I have described what I expect to be doing in the very near
future. In the more distant future, I will extend SA so that is
able to solve more general problems than the probabilistic $Q,A$
problems. It will have a large corpus of problem-solving methods.
It will learn to assign these methods to new problems and will
also learn to expand this corpus of problem-solving methods.
After it has worked a suitable training sequence of relevant
problems, we will give it the problem of updating the
probability distribution that guides its searches. As we
pointed out, this probability distribution is initially
generated by a nonrecursive prediction
algorithm. By replacing it with an algorithm that can hypothesize
any ``Turing expressible'' function, we expect to get more
compression --- to enable recognition of regularities of
arbitrary structure.
\section{Genetic Programming}
Koza's Genetic Programming (Koz 99)was the development of an idea
of Cramer (Cra 85). In normal Genetic Algorithms, a description of
a candidate for solution to a problem will be a finite string. To
produce new child candidate strings, we ``crossover'' two parent
strings by interchanging sections of the descriptions of parents.
For most description methods, this will often produce meaningless
descriptions. Genetic Programming uses Lisp programs to define
functions.

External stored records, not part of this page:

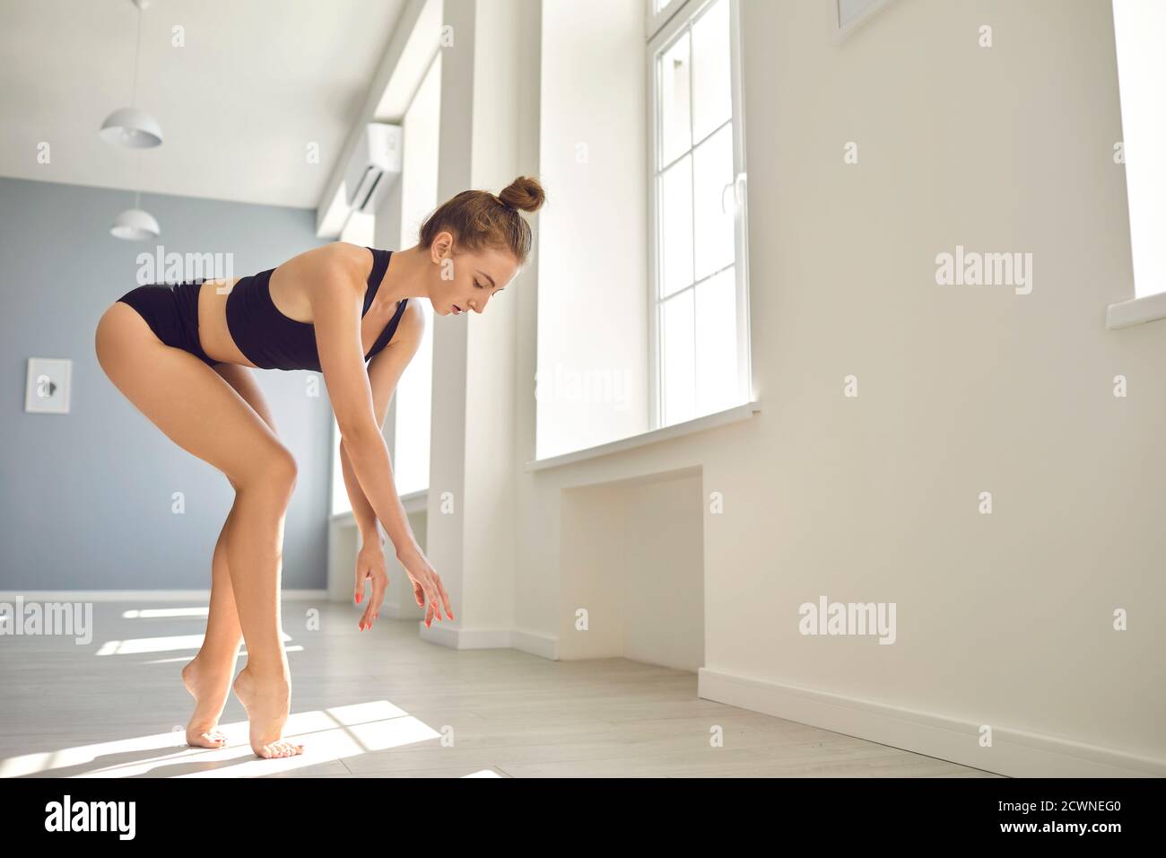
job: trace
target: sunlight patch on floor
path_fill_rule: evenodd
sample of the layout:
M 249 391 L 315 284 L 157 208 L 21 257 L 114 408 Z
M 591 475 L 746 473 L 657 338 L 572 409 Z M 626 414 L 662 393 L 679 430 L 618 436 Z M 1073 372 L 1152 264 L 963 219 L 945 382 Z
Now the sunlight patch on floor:
M 246 721 L 223 724 L 219 730 L 227 737 L 223 748 L 188 747 L 185 733 L 180 728 L 8 758 L 0 760 L 0 777 L 38 774 L 57 777 L 258 777 L 441 738 L 440 732 L 388 700 L 293 712 L 283 738 L 304 745 L 304 752 L 285 759 L 257 758 L 248 744 Z M 466 776 L 498 775 L 486 770 Z

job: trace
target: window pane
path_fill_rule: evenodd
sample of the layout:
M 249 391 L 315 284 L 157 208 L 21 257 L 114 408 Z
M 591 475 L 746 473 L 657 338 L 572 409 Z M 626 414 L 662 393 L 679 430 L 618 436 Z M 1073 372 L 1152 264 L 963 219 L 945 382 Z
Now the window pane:
M 665 301 L 662 336 L 663 425 L 695 417 L 696 381 L 693 354 L 693 291 Z
M 662 167 L 693 146 L 688 93 L 688 33 L 660 57 L 660 163 Z
M 700 140 L 732 116 L 729 1 L 717 0 L 693 25 L 693 137 Z
M 739 405 L 737 279 L 728 268 L 696 286 L 696 414 Z
M 660 176 L 662 298 L 693 282 L 693 166 L 684 155 Z
M 696 147 L 694 152 L 695 188 L 693 215 L 696 218 L 696 275 L 695 280 L 731 265 L 736 254 L 733 244 L 732 183 L 732 125 Z M 724 208 L 722 208 L 722 195 Z

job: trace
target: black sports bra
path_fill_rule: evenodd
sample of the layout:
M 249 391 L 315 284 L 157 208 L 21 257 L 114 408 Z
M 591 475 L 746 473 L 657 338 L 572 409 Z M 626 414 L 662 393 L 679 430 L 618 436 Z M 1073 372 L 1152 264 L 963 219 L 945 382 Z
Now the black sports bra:
M 388 270 L 388 258 L 393 254 L 391 250 L 367 250 L 372 251 L 373 264 L 372 273 L 368 274 L 368 288 L 365 291 L 364 309 L 360 311 L 361 319 L 377 297 L 381 278 Z M 262 369 L 308 369 L 319 372 L 316 328 L 311 322 L 301 322 L 280 313 L 272 301 L 273 271 L 275 268 L 241 278 L 226 297 L 226 327 L 231 332 L 231 339 L 244 357 Z M 372 360 L 393 339 L 408 302 L 408 298 L 398 302 L 396 313 L 377 337 L 372 350 L 365 355 L 365 361 Z

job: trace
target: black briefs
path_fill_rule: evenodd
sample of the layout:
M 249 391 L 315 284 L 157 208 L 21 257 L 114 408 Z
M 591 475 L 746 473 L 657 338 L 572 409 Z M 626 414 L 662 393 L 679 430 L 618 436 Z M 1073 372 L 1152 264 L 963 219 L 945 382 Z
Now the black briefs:
M 128 304 L 167 346 L 189 351 L 209 367 L 216 361 L 198 341 L 198 292 L 205 280 L 149 284 L 131 290 L 119 301 Z
M 365 291 L 363 319 L 372 306 L 380 281 L 388 270 L 391 250 L 367 247 L 372 252 L 373 265 Z M 316 328 L 311 322 L 301 322 L 283 315 L 272 301 L 271 279 L 275 268 L 261 271 L 239 280 L 226 298 L 226 326 L 239 351 L 262 369 L 307 369 L 319 372 L 319 355 L 316 351 Z M 365 355 L 368 361 L 393 339 L 396 326 L 405 313 L 409 299 L 398 302 L 396 313 L 377 337 L 372 350 Z

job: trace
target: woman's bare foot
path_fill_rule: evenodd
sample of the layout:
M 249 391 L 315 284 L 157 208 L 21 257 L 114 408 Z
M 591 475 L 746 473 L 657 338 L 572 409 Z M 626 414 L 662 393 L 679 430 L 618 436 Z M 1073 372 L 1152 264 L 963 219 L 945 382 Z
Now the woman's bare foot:
M 234 678 L 234 693 L 247 711 L 255 756 L 271 760 L 303 753 L 303 745 L 282 740 L 292 703 L 292 685 L 285 677 L 258 678 L 244 668 Z
M 195 713 L 187 725 L 187 744 L 196 748 L 220 748 L 226 737 L 218 728 L 231 689 L 231 668 L 208 670 L 198 656 L 182 669 L 182 684 L 195 698 Z

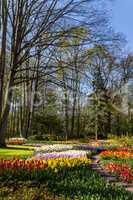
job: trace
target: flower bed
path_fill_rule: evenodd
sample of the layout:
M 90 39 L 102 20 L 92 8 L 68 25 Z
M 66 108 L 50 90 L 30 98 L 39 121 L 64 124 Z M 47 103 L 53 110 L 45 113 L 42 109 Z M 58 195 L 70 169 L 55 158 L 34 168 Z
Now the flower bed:
M 100 153 L 103 168 L 126 182 L 133 182 L 132 148 L 116 148 Z
M 103 151 L 101 152 L 100 156 L 104 159 L 106 158 L 132 158 L 133 153 L 130 153 L 128 151 Z
M 8 140 L 6 140 L 6 144 L 9 145 L 22 145 L 25 143 L 26 143 L 25 138 L 9 138 Z
M 133 181 L 133 173 L 131 168 L 126 164 L 108 163 L 105 165 L 105 169 L 119 176 L 126 182 Z
M 54 152 L 54 151 L 67 151 L 73 149 L 73 145 L 67 144 L 53 144 L 53 145 L 43 145 L 41 147 L 37 147 L 37 152 Z
M 80 165 L 89 165 L 90 159 L 87 158 L 56 158 L 48 160 L 0 160 L 0 174 L 5 171 L 18 172 L 20 170 L 32 172 L 40 169 L 60 169 L 62 167 L 77 167 Z
M 91 155 L 90 151 L 79 151 L 79 150 L 69 150 L 62 152 L 52 152 L 52 153 L 37 153 L 34 159 L 47 160 L 50 158 L 82 158 Z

These programs are all ``trees''. To create a child
from two parent programs, we interchange branches. This assures us
that the resultant programs are meaningful. The branches
interchanged also have reasonable chances of being useful
subfunctions.
Kosa has continued to develop important improvements in the system
--- such as automatically defining loops, recursions, and
iterations to facilitate reuse of code.
The programs have been very successful in solving some really
difficult problems. When used for analog circuit design, it
discovered many circuits that had previously been patented. Its
design for an analog operational amplifier would normally take
human engineers several months.
Recently one of its creations was awarded a patent by the US
patent office.
While the performance of the program is certainly impressive, I
will discuss several serious deficiencies and suggestions on how
they may be overcome.
Most notable is the computer resources needed to implement the
program. A cluster of 1000 Pentiums operated for about a month to
obtain some of the more interesting results.
To understand this difficulty, suppose we were to select a newborn
child, and train it for many years in engineering, then have it
solve a difficult problem. To solve a new engineering problem, we
kill this engineer and start out with a second newborn child as
before, train it for many years, then give it a new problem to
solve. It would seem more efficient to use the first engineer to
solve the second problem, after having solved the first.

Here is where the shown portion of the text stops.